“No, if they live the first hour after being shot, they get well,” Maggie persisted, with apparent sincerity. “Here, put your hand on his heart—do you feel it? What a strong heart he has to live so well! what a strong, strong heart!”

“Yes, a strong, strong heart!” Tears were falling for him now that there was none to see them, scalding their way down her pale cheeks.

“He must have carried something sacred with him to give him such strength, such life.”

“He carried honor,” said Frances, more to herself than to Maggie, doubting that she would understand.

“And love, maybe?” said Maggie, with soft word, soft upward-glancing of her feeling dark eyes.

“Who can tell?” Frances answered, turning her head away.

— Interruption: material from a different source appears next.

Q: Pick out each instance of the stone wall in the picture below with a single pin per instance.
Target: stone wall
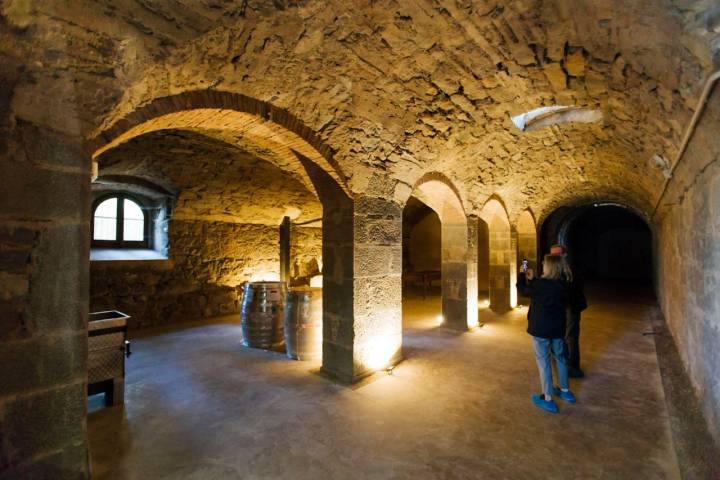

Maggie drew the sheet over him and stood looking down into his severe white face.

“If he could speak he would ask for his mother, and for water then, and after that the one he loves. That is the way a man’s mind carries those three precious things when death blows its breath in his face.”

“I do not know,” said Frances, slowly.

There was such stress in waiting, such silence in the world, and such emptiness and pain! Reverently as Maggie’s voice was lowered, soft and sympathetic as her word, Frances longed for her to be still, and 270 go and leave her alone with him. She longed to hold the dear spark of his faltering life in her own hands, alone, quite alone; to warm it back to strength in her own lone heart. Surely her name could not be the last in his remembrance, no matter for the disturbing breath of death.